Step Hyp Ref Expression
1 orbsta2.x
 |-  X = ( Base ` G )
2 orbsta2.h
 |-  H = { u e. X | ( u .(+) A ) = A }
3 orbsta2.r
 |-  .~ = ( G ~QG H )
4 orbsta2.o
 |-  O = { <. x , y >. | ( { x , y } C_ Y /\ E. g e. X ( g .(+) x ) = y ) }
5 1 2 gastacl
 |-  ( ( .(+) e. ( G GrpAct Y ) /\ A e. Y ) -> H e. ( SubGrp ` G ) )
6 5 adantr
 |-  ( ( ( .(+) e. ( G GrpAct Y ) /\ A e. Y ) /\ X e. Fin ) -> H e. ( SubGrp ` G ) )
7 simpr
 |-  ( ( ( .(+) e. ( G GrpAct Y ) /\ A e. Y ) /\ X e. Fin ) -> X e.
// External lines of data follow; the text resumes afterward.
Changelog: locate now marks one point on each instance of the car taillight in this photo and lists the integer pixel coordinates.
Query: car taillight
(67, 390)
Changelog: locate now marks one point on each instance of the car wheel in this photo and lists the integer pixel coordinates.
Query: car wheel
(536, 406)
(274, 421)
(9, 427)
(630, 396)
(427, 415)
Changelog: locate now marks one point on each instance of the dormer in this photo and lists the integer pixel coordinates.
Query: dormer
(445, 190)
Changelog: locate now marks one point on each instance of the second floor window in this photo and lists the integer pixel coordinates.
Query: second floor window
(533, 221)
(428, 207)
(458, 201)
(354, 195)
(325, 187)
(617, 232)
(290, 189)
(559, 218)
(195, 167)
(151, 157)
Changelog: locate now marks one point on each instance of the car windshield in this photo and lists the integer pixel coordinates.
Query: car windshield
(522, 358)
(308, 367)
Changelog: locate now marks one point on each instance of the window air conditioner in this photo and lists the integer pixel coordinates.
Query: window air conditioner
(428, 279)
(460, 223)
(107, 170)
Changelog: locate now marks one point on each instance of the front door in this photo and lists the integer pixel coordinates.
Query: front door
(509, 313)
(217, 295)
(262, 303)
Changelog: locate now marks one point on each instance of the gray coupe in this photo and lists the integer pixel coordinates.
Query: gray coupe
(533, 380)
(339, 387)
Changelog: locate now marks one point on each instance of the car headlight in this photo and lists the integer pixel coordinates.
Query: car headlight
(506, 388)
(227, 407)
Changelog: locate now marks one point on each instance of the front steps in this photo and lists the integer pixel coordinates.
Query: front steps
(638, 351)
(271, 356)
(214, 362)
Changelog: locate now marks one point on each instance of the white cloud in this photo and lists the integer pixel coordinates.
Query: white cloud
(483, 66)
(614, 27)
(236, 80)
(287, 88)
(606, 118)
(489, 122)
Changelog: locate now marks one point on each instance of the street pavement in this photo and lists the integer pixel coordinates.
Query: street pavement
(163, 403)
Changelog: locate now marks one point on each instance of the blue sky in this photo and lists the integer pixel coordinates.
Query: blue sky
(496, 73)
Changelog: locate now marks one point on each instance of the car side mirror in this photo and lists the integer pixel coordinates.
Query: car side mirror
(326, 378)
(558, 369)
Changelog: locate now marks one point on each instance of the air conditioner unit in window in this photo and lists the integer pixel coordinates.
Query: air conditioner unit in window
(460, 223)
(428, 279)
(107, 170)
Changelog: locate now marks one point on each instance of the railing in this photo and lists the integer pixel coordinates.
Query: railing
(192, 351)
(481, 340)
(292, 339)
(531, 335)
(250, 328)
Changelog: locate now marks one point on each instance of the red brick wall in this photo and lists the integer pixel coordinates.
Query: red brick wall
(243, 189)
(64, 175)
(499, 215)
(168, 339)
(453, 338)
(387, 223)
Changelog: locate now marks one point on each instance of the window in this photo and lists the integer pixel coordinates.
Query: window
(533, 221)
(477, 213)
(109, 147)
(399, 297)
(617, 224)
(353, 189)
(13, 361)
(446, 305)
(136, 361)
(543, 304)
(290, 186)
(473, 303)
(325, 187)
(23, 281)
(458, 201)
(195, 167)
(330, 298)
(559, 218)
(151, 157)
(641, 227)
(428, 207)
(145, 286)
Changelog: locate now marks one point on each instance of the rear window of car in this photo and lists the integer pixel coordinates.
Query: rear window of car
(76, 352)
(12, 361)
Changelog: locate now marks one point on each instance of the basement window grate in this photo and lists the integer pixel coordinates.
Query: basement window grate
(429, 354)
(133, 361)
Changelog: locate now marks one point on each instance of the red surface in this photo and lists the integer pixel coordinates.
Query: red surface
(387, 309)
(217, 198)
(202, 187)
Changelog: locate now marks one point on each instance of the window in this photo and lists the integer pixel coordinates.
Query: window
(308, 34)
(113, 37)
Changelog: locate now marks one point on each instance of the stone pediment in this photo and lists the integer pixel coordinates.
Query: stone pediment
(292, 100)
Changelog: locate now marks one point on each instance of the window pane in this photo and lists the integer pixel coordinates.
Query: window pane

Fin )
8 1 3 6 7 lagsubg2
 |-  ( ( ( .(+) e. ( G GrpAct Y ) /\ A e. Y ) /\ X e. Fin ) -> ( # ` X ) = ( ( # ` ( X /. .~ ) ) x. ( # ` H ) ) )
9 pwfi
 |-  ( X e. Fin <-> ~P X e. Fin )
10 7 9 sylib
 |-  ( ( ( .(+) e. ( G GrpAct Y ) /\ A e. Y ) /\ X e. Fin ) -> ~P X e. Fin )
11 1 3 eqger
 |-  ( H e. ( SubGrp ` G ) -> .~ Er X )
12 6 11 syl
 |-  ( ( ( .(+) e. ( G GrpAct Y ) /\ A e. Y ) /\ X e. Fin ) -> .~ Er X )
13 12 qsss
 |-  ( ( ( .(+) e. ( G GrpAct Y ) /\ A e. Y ) /\ X e. Fin ) -> ( X /. .~ ) C_ ~P X )
14 10 13 ssfid
 |-  ( ( ( .(+) e. ( G GrpAct Y ) /\ A e. Y ) /\ X e. Fin ) -> ( X /. .~ ) e. Fin )
15 eqid
 |-  ran ( k e. X |-> <. [ k ] .~ , ( k .(+) A ) >. ) = ran ( k e. X |-> <. [ k ] .~ , ( k .(+) A ) >. )
16 1 2 3 15 4 orbsta
 |-  ( ( .(+) e. ( G GrpAct Y ) /\ A e. Y ) -> ran ( k e. X |-> <. [ k ] .~ , ( k .(+) A ) >. ) : ( X /. .~ ) -1-1-onto-> [ A ] O )
17 16 adantr
 |-  ( ( ( .(+) e. ( G GrpAct Y ) /\ A e. Y ) /\ X e. Fin ) -> ran ( k e. X |-> <. [ k ] .~ , ( k .(+) A ) >. ) : ( X /. .~ ) -1-1-onto-> [ A ] O )
18 14 17 hasheqf1od
 |-  ( ( ( .(+) e. ( G GrpAct Y ) /\ A e. Y ) /\ X e. Fin ) -> ( # ` ( X /. .~ ) ) = ( # ` [ A ] O ) )
19 18 oveq1d
 |-  ( ( ( .(+) e. ( G GrpAct Y ) /\ A e. Y ) /\ X e. Fin ) -> ( ( # ` ( X /. .~ ) ) x. ( # ` H ) ) = ( ( # ` [ A ] O ) x. ( # ` H ) ) )
20 8 19 eqtrd
 |-  ( ( ( .(+) e. ( G GrpAct Y ) /\ A e. Y ) /\ X e. Fin ) -> ( # ` X ) = ( ( # ` [ A ] O ) x. ( # ` H ) ) )